User-agent: ChatGPT-User
Disallow: /

any other I'm missing? What about the browser.ai and axiom.ai crapola? Are they good netizens that can be kept at bay via robots?

@oblomov @olivierlacan

It would be nice to intercept them and send them to a script generating a page with some Mb of "you're full of shit".

@olivierlacan so if you now opt out, will they actually remove your data from their training model? Doubt it.
@olivierlacan and if people do get their data removed from AI, will it be like the end of 2001 as HAL has his modules removed? #DaisyDaisy
@olivierlacan I am happy that they are providing methods to opt out for web developers, which I think it really nice. I am hoping that SOURCES of training data (images and the like) implement something similar, it could become a factor in choosing a web site to post stories on or images on -- does that site make a good faith effort to prevent data from being used to train AI?
@olivierlacan unfortunate that this even has to happen 😞 it'd be nice if website just weren't scraped for AI training or it was on a very opt-in basis.
@olivierlacan This is cool but technically shouldn’t even be necessary. Anything you create is protected by copyright, automatically and implicitly. Even if the ChatGPT bot is free to lumber through your site, it is violating copyright law if it copies your stuff, uses it to train its LLMs, and then makes that derived work publicly available.
@olivierlacan @dblume so they actually honor it?
@JetForMe @olivierlacan I'm often pessimistic and sarcastic. Instead, I'm going to be honest here: Yeah, I believe they will. I try to be charitable with voluntary claims about robots.txt.

@olivierlacan There's at least 3 people here with a similar idea... a script to feed it an infinite number of generated, cross-linked nonsense pages, each linking to more of the same, wasting resources and poisoning the dataset.

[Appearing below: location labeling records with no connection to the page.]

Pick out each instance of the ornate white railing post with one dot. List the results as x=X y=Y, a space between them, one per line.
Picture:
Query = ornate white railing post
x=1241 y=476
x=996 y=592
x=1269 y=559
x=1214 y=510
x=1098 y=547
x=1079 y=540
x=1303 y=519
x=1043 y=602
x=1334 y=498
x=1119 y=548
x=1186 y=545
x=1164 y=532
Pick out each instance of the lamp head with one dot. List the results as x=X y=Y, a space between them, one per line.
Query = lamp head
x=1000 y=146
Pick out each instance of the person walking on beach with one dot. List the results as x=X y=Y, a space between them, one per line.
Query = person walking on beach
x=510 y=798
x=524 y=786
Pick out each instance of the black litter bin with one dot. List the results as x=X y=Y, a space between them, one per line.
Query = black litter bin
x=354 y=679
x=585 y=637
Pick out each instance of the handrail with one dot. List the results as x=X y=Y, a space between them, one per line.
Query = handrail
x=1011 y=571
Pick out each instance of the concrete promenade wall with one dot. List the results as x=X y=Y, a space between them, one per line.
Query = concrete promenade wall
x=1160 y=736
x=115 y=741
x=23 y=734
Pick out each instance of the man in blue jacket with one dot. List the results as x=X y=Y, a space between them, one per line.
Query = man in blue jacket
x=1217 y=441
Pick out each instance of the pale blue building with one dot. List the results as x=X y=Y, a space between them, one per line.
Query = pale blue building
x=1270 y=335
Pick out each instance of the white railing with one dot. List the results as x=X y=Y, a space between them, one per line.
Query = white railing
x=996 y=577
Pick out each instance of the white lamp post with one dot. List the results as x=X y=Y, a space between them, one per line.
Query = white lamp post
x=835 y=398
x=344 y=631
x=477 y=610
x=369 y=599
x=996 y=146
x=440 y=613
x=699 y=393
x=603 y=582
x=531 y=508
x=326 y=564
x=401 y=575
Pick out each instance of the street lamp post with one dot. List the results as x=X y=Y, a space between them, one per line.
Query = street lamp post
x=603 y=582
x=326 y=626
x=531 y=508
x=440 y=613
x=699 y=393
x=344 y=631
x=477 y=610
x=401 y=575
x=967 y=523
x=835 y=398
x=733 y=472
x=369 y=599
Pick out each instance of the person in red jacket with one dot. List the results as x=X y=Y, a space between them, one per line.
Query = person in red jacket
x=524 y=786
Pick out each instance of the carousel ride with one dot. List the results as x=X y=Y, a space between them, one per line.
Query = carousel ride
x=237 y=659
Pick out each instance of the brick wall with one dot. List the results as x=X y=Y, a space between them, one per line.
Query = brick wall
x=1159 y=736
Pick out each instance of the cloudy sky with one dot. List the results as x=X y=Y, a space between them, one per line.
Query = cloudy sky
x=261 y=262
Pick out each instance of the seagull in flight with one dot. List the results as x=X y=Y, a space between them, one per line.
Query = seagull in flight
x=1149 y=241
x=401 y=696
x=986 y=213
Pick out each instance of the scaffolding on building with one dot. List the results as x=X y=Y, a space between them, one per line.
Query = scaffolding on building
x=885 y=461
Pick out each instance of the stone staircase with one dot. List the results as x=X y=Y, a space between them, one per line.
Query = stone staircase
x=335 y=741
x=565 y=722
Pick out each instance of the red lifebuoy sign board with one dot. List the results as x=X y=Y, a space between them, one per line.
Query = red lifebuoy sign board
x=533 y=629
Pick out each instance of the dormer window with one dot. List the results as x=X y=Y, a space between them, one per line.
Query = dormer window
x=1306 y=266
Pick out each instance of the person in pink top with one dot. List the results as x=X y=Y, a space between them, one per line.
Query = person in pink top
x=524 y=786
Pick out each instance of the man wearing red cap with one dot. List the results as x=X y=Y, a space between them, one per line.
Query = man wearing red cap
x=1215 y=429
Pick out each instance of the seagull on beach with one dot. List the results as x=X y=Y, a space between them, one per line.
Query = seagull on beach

They don't even need to be anything advanced. Any basic markov library spitting out vaguely (but unhelpfully) semi-coherent nonsense would do. It just needs to look just enough like language while being garbage in html tags.

Please! Create or boost!

#LLM #GPT #OpenAI

@olivierlacan Imagine if someone made something like this and then published it as a #WordPress plugin! 
@olivierlacan or just allow a directory filled with (generated) rubbish? :D

@olivierlacan it seems weird to post this with a link to OpenAI that requires login.

No thank you.

@olivierlacan this is actually deviously evil. They are pulling up the drawbridge now that they've scraped the internet without consent.

I'm sure OpenAI will also push for legislation to have new AI companies respect robots.txt. they are trying to cement their monopoly on data before credible competitors emerge.